He had, so we there read, taken his vocation as a monk quite in earnest; he “feared and dreaded the Day of Judgment and yet had longed with all his heart to be saved.… It was not my fault that I became involved in this warfare, as I call God Himself to witness.”

In order to make the “beginning of the business” plain to all he goes on to relate to the whole world, how, as a young Doctor in 1517, relying on the Pope’s approval, he had raised his voice in protest against the “shamelessness” of the indulgence-preachers; how, when his small outcry passed unheeded, he had published the indulgence-theses and, then, in the “Resolutions,” “for the Pope’s own sake,” had advocated works of neighbourly charity as preferable to indulgences. Here was the cause of all the world’s hostility! His teaching was alleged “to have disturbed the course of the heavenly spheres and to be setting the world in flames. I was delated to the Pope and then summoned to Rome; the whole might of Popery was up in arms against poor me.”

He records his trial at Augsburg, the intervention of Miltitz and the Leipzig Disputation, but records it in a way all his own. At that date he already knew almost the entire Bible by heart and “had already reached the beginning of the knowledge and faith of Christ, to wit, that we are saved and justified, not by works, but by faith in Christ, and that the Pope is not the head of the Church by right Divine; but I failed to see the inevitable consequence of all this, viz. that the Pope must needs be of the devil.” Like the “blameless monk” that he was, his only trouble in life was his keen anxiety as to whether God was gracious to him and whether he could “rest assured that he had conciliated Him by the satisfaction he had made.” The words of the Bible on the justice of God had angered him because he had erroneously taken this to mean His punitive justice instead of the justice whereby God makes us just. Then, when he was setting about his second Commentary on the Psalms (1518-19), amidst the greatest excitement of conscience (“furebam ita sæva et perturbata conscientia”) the light from above had dawned on him which brought him to a complete understanding of the Divine justice whereby we are justified. Paul’s words concerning the just man who lives by faith (Rom. i. 17) had then, and only then, become clear to him (through his discovery of the assurance of salvation).

After referring to the Diet of Worms he again reverts to his pet subject, viz. the indulgence-controversy: “The affair of the controversy regarding indulgences dragged on till 1520-21; then followed the question of the Sacrament and that of the Anabaptists.”

This is how Luther wrote—confusing the events and suppressing the principal point—when, towards the end of his life, he penned for posterity a record of what had occurred. Otto Scheel, in a compilation of the texts bearing on Luther’s development prior to 1519, rightly places this later account, together with the other statements made by him in old age, under the heading: “second and third rate authorities.”[603] What, however, are we to think when the considered narrative, written by a man of such eminence, of events in which he was the chief actor, has to be relegated to the category of second-rate and even third-rate authorities?[604]

To enumerate some other misrepresentations not connected with his monkish days: Luther assures us that sundry opponents of his “had blasphemed themselves to death”; men who had the most peaceful of deathbeds he alleges to have died tortured by remorse of conscience and railing at God.
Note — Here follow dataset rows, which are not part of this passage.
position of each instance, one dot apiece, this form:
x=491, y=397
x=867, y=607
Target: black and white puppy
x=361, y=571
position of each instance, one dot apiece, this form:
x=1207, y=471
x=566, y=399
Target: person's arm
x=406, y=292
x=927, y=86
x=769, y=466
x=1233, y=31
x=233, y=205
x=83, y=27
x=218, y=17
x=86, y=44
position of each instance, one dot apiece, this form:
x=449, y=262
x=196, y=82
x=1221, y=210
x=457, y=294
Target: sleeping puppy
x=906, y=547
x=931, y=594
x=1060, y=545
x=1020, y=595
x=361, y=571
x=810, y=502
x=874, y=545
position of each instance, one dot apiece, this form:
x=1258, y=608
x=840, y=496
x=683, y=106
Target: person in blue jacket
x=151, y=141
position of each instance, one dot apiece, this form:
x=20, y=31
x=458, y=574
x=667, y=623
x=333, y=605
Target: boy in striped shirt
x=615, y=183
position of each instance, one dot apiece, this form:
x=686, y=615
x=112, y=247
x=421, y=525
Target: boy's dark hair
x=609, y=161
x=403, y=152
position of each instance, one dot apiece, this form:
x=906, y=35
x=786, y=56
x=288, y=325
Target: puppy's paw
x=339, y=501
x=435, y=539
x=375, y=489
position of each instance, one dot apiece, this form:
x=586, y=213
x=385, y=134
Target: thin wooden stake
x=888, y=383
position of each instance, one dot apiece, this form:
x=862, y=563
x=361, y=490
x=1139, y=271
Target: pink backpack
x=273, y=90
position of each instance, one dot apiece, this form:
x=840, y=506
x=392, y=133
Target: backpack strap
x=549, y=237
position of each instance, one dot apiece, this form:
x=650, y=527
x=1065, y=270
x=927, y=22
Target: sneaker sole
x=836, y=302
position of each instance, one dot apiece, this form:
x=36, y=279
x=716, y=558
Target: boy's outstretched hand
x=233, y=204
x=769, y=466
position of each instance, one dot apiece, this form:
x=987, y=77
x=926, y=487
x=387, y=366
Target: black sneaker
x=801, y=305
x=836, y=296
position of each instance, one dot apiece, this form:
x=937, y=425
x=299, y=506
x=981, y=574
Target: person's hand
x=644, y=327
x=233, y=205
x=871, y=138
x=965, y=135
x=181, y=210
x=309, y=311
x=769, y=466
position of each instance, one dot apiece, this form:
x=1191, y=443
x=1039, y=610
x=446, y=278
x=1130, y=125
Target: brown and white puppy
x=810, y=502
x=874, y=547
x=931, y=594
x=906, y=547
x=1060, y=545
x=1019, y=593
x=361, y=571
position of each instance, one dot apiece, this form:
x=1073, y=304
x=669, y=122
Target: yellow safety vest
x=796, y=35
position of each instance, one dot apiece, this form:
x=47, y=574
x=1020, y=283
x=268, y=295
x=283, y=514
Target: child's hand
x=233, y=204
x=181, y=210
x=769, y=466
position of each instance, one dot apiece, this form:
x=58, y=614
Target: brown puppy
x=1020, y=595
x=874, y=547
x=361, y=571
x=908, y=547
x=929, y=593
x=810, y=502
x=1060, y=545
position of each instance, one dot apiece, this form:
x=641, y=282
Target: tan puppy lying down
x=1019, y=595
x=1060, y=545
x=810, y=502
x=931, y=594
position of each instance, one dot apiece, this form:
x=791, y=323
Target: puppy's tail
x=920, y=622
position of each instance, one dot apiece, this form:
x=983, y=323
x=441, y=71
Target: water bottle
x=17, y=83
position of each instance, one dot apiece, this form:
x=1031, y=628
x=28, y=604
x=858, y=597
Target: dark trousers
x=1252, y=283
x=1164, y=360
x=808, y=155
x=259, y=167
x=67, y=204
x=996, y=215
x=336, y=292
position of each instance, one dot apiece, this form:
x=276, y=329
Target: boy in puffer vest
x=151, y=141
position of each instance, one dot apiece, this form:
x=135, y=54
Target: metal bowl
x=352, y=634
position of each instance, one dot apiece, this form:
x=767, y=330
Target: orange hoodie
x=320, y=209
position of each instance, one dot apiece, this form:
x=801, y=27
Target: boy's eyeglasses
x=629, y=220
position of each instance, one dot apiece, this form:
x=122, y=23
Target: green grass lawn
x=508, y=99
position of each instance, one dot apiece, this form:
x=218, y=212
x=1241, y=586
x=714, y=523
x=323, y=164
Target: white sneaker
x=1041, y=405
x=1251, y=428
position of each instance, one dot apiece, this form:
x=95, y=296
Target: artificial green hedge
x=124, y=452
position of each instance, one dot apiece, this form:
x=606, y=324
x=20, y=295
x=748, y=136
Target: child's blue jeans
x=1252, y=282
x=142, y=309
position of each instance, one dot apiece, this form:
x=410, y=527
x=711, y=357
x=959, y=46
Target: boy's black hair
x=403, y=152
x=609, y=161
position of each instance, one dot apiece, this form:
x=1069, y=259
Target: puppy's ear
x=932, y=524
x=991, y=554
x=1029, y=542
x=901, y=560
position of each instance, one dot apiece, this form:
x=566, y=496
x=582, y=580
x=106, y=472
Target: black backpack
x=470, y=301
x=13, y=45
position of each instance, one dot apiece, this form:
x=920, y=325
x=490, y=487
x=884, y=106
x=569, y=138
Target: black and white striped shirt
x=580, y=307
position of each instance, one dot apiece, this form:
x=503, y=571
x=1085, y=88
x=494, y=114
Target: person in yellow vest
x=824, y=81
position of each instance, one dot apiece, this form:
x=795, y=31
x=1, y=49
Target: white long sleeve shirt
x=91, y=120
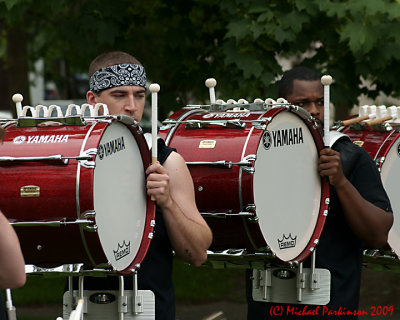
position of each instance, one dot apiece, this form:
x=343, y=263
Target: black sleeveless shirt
x=155, y=272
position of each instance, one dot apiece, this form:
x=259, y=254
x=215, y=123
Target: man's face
x=310, y=96
x=127, y=100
He boasts aloud that it was the Papists who made a “good theologian” of him, since, “at the devil’s instigation,” they had so battered, distressed and frightened him out of his wits, that he necessarily came to obtain a more profound knowledge.[605] Boldly and exultingly he points to the many “miracles” whereby the Evangel had been proved.[606] He says of the Diets, that the Papists always succeeded in wriggling out of a hole by dint of lies, so that they looked quite white and “without ever a stain.”[607] Of his own writings he says, that he “would gladly have seen all his books unwritten and consigned to the fire.”[608] This in 1533, and again in 1539.[609] Before this, however, he had declared he would not forswear any of his writings, “not for all the riches of the world,” and that, at least as a good work wrought by God, they must have some worth.[610]

In such wise does the picture he gives of his life vary according to his moods. He does not hesitate to sacrifice the sacred rights of truth when this seems to the advantage of his polemics (see above, vol. iv., p. 80 ff.), and, owing to the peculiar constitution of his mind, the fiction he so often repeats becomes eventually stamped as a reality to which he himself accords credence.

The Legend about his Years of Monkish Piety

We may now turn to Luther’s fictions regarding his monkish days, prefacing our remarks with the words of Luther’s Protestant biographer, Adolf Hausrath. “The picture of his youth is forced to tally more and more with the convictions of his older years. What he now looks upon as pernicious, he declares he had found in those days to be so by his own experience.… The oftener he holds up to his listening guests the warning picture of the monk sunk in the abyss of Popery, the more gloomy and starless does the night appear to him in which he once had lived.”[611]